Homöopathie

Die homöopathische Anamnese

Bei der homöopathischen Fallaufnahme stellt Ihnen der Therapeut eine Reihe von Fragen, auf der Suche nach typischen und untypischen Symptomen der Erkrankung Ihres Tiers. Besonders interessant sind hierbei die für den Patienten charakteristischen, ungewöhnlichen Symptome. Sie spiegeln den individuellen Krankheitsverlauf wieder und sind somit Wegweiser für die richtige Mittelwahl. Auch der Charakter Ihres Tieres, seine Eigenheiten und Vorlieben sind ein entscheidender Aspekt. Vor allem in chronischen Fällen ist es wichtig den Patienten in seiner Gesamtheit zu erfassen. Hierauf basiert die Wahl der sog. Konstitutionsmittel. Die Potenz richtet sich danach ob die Erkrankung akut oder chronisch ist und nach der körperlichen Verfassung des Patienten. Bei chronischen Erkrankungen eignen sich oft hohe Potenzen, welche nur selten (einmal im Monat) gegeben werden. Besonders in chronischen Fällen ist oft eine zeitaufwendige Auswertung der Symptome nötig um das passende homöopathische Mittel zu finden. Bitte haben Sie daher Verständnis, dass die Erstanamnese etwas zeit- und kostenintensiver ausfallen kann. Und der vollständige Therapieplan oft erst beim nächsten Termin vorliegt. Die Folgebehandlung, im selben Fall, fällt in der Regel günstiger aus.

Klassische Homöopathie

Samuel Hahnemann hat vor über 200 Jahren die Homöopathie als Therapieform begründet. Er stellte die Theorie auf, dass ein Mittel/Stoff, der bei Gesunden einen krankhaften Zustand hervorruft, in stark verdünnter Form einen ähnlichen krankhaften Zustand bei einem Kranken aufheben kann.
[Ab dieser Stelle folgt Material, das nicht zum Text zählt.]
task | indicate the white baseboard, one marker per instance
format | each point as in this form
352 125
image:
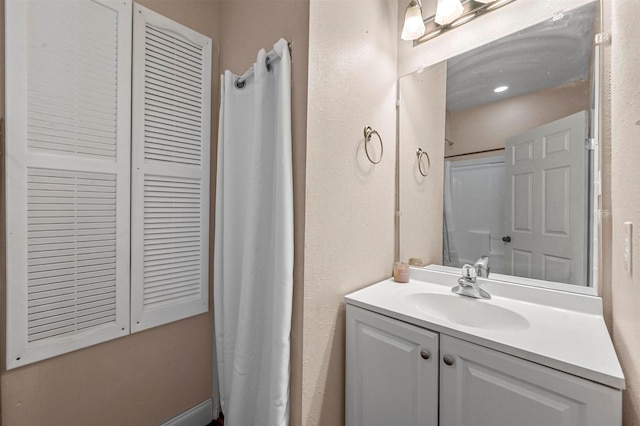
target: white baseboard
200 415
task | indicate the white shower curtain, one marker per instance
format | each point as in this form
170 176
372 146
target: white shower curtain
253 260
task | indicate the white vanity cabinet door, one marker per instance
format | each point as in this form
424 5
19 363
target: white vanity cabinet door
486 387
388 379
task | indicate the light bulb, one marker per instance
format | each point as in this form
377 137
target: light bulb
413 22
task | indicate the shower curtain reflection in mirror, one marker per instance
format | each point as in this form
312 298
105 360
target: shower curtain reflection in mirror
474 211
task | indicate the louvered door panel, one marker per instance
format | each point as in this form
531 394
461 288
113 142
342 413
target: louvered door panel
68 84
71 249
170 178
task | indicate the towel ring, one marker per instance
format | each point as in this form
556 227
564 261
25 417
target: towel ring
368 132
420 153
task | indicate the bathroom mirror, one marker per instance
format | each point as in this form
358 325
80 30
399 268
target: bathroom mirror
506 127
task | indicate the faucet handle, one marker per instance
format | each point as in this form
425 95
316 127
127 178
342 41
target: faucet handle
469 272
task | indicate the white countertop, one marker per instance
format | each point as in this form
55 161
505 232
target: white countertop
566 330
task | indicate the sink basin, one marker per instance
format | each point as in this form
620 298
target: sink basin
467 311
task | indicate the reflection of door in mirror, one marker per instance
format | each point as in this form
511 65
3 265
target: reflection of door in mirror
546 202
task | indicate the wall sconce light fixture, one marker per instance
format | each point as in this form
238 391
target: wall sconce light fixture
449 14
413 22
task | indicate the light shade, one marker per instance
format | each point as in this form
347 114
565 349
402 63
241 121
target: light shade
448 11
413 22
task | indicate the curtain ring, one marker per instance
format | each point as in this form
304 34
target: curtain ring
419 154
368 132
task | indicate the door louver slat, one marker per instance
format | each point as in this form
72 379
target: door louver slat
68 135
62 278
170 188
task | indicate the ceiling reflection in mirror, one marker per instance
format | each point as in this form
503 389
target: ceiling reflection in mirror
516 173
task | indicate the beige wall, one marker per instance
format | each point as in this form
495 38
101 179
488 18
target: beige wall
487 127
625 194
144 378
350 202
246 27
421 121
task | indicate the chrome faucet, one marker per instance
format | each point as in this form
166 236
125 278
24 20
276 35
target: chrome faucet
482 266
467 283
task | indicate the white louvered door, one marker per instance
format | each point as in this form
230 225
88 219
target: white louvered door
68 82
170 171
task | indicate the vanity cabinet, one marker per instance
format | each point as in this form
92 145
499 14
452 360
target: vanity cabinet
486 387
460 383
392 371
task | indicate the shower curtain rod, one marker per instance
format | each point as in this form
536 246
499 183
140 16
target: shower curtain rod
271 56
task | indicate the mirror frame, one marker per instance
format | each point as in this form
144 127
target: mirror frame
420 57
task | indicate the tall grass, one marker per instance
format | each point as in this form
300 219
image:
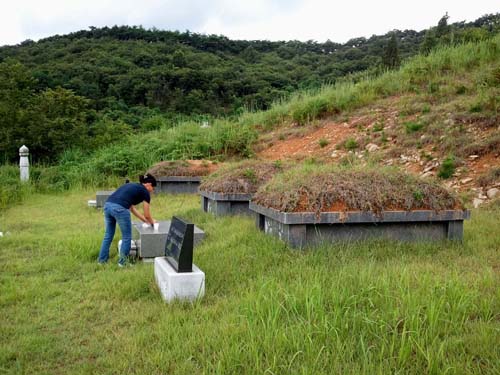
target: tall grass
354 308
224 138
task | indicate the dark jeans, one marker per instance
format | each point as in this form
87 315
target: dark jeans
114 213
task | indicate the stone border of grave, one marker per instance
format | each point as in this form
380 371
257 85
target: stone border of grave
178 184
303 229
100 198
221 204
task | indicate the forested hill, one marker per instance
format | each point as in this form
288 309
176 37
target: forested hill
194 73
90 88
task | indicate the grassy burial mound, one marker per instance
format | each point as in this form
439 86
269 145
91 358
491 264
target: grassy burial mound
183 168
241 178
330 190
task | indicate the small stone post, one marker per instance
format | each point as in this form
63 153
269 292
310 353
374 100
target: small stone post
24 164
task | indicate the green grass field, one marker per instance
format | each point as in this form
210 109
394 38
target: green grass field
372 308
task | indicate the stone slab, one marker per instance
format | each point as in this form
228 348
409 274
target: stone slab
101 197
358 216
225 204
133 248
152 242
188 286
178 184
312 230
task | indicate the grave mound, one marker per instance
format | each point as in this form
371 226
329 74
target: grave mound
332 190
241 178
183 168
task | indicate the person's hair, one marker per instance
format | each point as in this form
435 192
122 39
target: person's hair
147 178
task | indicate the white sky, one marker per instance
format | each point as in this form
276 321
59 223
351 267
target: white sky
303 20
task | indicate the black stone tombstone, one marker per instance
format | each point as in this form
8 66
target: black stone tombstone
179 245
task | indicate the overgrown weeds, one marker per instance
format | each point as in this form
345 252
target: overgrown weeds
243 177
323 189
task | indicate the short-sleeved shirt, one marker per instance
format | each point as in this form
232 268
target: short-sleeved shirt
129 195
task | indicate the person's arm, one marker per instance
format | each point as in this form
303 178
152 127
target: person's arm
147 213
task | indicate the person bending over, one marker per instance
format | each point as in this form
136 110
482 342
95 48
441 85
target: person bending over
117 210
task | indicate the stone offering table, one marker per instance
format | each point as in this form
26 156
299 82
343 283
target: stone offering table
221 204
178 184
151 243
305 229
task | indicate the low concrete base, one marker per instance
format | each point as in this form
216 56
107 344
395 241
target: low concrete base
307 229
174 285
101 197
151 243
225 204
178 185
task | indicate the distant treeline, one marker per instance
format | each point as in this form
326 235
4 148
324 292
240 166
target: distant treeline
92 86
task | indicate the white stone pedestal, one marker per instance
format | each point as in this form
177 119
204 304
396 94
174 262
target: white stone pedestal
133 248
178 285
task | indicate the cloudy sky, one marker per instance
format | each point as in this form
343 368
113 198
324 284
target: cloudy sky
303 20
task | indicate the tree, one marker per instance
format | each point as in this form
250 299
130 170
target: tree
16 94
391 54
429 42
443 28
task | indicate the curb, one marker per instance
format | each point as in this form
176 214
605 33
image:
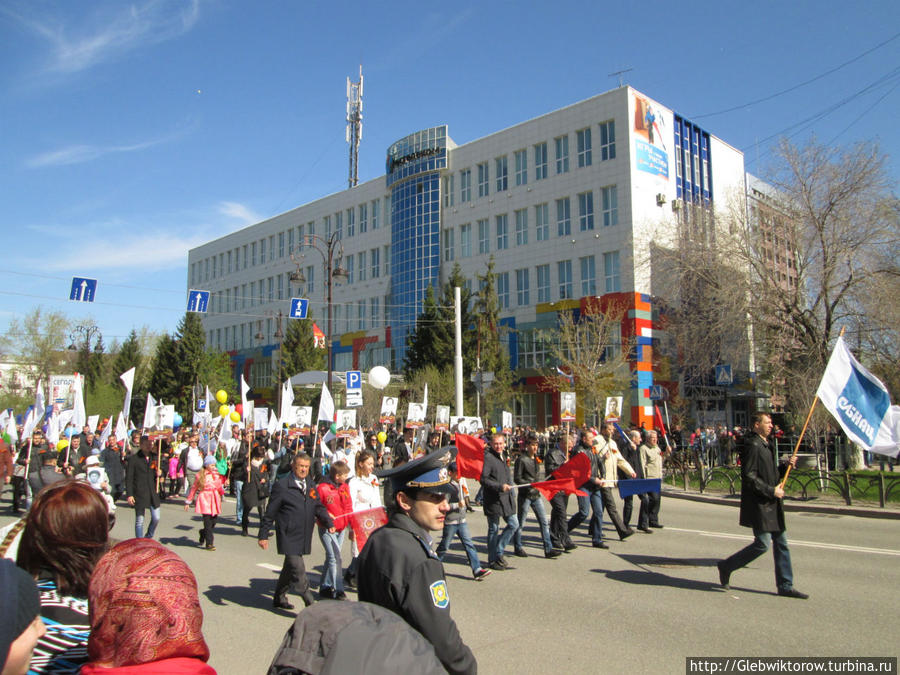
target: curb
837 509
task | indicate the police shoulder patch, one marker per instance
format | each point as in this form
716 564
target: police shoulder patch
439 595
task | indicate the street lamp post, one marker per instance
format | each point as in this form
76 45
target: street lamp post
332 251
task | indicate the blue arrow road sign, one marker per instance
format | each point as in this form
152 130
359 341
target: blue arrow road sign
83 290
198 301
299 307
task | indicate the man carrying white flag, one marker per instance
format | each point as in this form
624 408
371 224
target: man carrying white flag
860 403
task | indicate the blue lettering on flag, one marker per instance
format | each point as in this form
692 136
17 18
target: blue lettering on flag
862 404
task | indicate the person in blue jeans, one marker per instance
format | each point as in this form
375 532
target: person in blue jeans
526 471
455 525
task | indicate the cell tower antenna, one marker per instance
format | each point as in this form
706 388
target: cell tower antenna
354 126
619 74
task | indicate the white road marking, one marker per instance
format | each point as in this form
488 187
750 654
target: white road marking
794 542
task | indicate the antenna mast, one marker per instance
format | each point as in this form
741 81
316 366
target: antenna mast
354 126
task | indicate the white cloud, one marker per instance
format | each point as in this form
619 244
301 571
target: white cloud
120 30
239 212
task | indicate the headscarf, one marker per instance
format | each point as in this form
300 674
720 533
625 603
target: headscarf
144 607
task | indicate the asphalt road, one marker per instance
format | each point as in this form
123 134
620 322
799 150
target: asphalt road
641 606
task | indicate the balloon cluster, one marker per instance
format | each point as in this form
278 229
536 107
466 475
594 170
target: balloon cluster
231 412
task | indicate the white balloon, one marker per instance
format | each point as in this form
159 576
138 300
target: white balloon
379 377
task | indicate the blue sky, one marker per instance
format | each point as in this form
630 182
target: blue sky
131 132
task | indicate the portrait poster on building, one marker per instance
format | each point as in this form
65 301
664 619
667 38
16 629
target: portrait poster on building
388 410
346 423
613 408
415 416
506 423
567 406
442 418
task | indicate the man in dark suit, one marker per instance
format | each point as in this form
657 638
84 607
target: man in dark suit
499 501
294 507
763 510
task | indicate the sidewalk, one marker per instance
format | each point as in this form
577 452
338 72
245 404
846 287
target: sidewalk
824 504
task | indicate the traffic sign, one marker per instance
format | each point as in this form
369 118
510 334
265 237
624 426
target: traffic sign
724 376
658 393
83 290
198 301
299 306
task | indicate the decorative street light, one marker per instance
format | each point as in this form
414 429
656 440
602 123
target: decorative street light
332 251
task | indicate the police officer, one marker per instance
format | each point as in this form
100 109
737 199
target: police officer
398 568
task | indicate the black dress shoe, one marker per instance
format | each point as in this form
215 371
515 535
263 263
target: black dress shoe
724 575
792 593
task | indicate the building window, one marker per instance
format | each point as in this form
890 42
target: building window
610 199
564 273
562 153
503 290
543 273
465 240
612 280
465 185
608 140
522 294
583 141
521 167
540 161
563 217
483 177
375 262
448 245
502 174
483 246
586 211
502 232
588 276
542 221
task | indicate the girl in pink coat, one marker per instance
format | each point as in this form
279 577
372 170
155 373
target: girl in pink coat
209 488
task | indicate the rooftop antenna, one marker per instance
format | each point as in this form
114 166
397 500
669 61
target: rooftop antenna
619 74
354 126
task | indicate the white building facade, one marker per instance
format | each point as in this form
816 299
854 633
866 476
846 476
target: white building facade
564 203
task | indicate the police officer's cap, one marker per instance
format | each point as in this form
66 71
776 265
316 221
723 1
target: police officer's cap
428 474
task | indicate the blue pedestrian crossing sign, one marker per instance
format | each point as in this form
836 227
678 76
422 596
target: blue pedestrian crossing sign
83 290
723 376
198 301
299 306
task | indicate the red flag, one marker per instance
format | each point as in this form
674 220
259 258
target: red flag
469 456
548 488
578 469
365 523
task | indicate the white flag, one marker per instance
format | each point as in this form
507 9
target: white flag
326 406
860 403
128 380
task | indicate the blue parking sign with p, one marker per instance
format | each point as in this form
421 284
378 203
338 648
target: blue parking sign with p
299 307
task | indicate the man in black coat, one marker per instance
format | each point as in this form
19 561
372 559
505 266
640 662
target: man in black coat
294 507
499 500
140 488
762 509
398 569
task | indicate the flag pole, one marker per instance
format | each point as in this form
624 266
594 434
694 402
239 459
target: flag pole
803 431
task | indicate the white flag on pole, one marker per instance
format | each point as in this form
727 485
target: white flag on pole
860 403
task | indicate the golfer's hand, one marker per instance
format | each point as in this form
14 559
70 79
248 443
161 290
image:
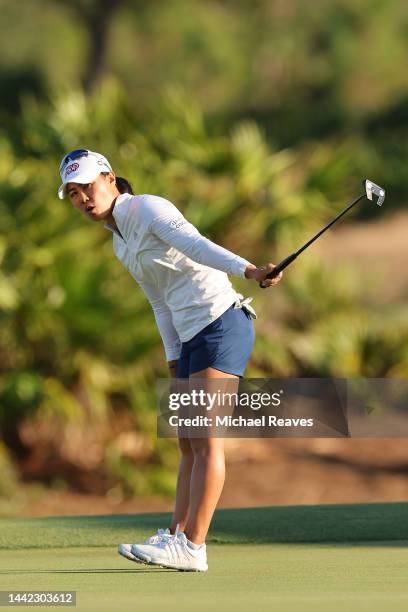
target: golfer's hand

„Similia similibus curantur“ – „Ähnliches wird Ähnliches heilen“

alternativtext

Am gesunden Probanden wird die Ursubstanz (unverdünnte Arznei) getestet und alle krankhaften Symptome dokumentiert.
Daraus ergibt sich das Arzneimittelbild. Dieses Arzneimittelbild wird vom Homöopathen mit den Symptomen des kranken Patienten verglichen.
Je ähnlicher beide sich sind,
desto wahrscheinlicher wurde
das passende Mittel gewählt.


Vorraussetzung ist jedoch, dass der Organismus noch fähig ist zu reagieren. Sehr junge, sehr alte, sehr geschwächte und sehr kranke Tiere haben eine herabgesetzte Reaktionsfähigkeit. Hier hat die Homöopathie ihre Grenzen.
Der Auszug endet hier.